You're welcome Kerrie. Since you've already done the MRIs I'm sure they will come back normal for you. But don't think of it as a negative. I looked at everything as a very indepth checkup. Had the whole once over. It will put your mind at ease knowing it can't be anything else BUT anxiety.
But definitely treat yourself. Take care of yourself. I'm sure everybody on here is in the same boat as me. Yes, I can sit there and try to distract myself from the anxiety but who the heck wants to ALWAYS BE DISTRACTING YOURSELF because of anxiety that crops up whenever it feels like. Some days I just want to relax, watch tv, DO NOTHING and feel fine. Trying to distract yourself is as tiring as just letting yourself go through the anxiety at times. Of course, depends on the severity of your anxiety.
But yes, everything is memory. Not just your brain. You have cells in your muscles and everything that contain memory. When you get a massage you're releasing that stress and tension. Just after a half hour of massage I felt amazing. I will keep going every 2 weeks. That's for sure, haha.

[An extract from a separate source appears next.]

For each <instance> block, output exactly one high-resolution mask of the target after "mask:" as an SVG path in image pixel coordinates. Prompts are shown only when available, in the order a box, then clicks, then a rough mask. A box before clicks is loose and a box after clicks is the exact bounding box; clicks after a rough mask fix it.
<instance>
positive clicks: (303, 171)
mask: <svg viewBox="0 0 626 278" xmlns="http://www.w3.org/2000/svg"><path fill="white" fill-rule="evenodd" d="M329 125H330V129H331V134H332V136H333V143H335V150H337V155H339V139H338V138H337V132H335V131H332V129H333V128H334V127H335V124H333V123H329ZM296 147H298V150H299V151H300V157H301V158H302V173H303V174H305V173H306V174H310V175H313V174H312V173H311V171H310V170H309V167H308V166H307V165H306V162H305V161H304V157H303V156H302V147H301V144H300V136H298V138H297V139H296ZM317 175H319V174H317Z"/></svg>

When I struggled with the dizziness my anxiety was messing with my vestibular. I went to a holistic chiropractor who helped me with balance training and STIM also. It seemed to help me out a bit. I was just re-evaluated yesterday actually and he saw a ton of improvement that my anxiety meds wouldn't have touched. I've graduated from 3 days a week for 8 weeks on balance training to once every 2 weeks now. I'll practice at home as much as I can still though.
The hard part with it is trying to do some crazy walking where I'm swinging my legs front to back walking backwards with my eyes closed and staying on the line. Before I couldn't even tightrope walk forward with my eyes open. Try it once, it's crazy how much we rely on our senses. If you close your eyes it's 10X hard to tightrope walk. 
Glad to hear your making progress! I understand that you don't want to come on the discussion board and definitely stay away from googl searchs of symptoms. I have read a lot about that. See our brains are like computers. When we put good input into it, we run properly. But when you put negative thoughts (viruses)into it, it doesn't run properly. Stay positive! Wish you continued peace of mind!
Exactly. I thought about how are minds are like cars. Back in the day with cars when there was a problem it was easy to figure out what it was and fix it. Now-a-days they all have computers in them. Now if something breaks down it might not be, say, the catalytic converter. It could be the sensor.
Well that's our minds doing the same. We have these physical symptoms of things breaking down or not working correctly but really it's our brains triggering that "faulty sensor" that there is something wrong. Once we repair the issues with the sensor things are all better.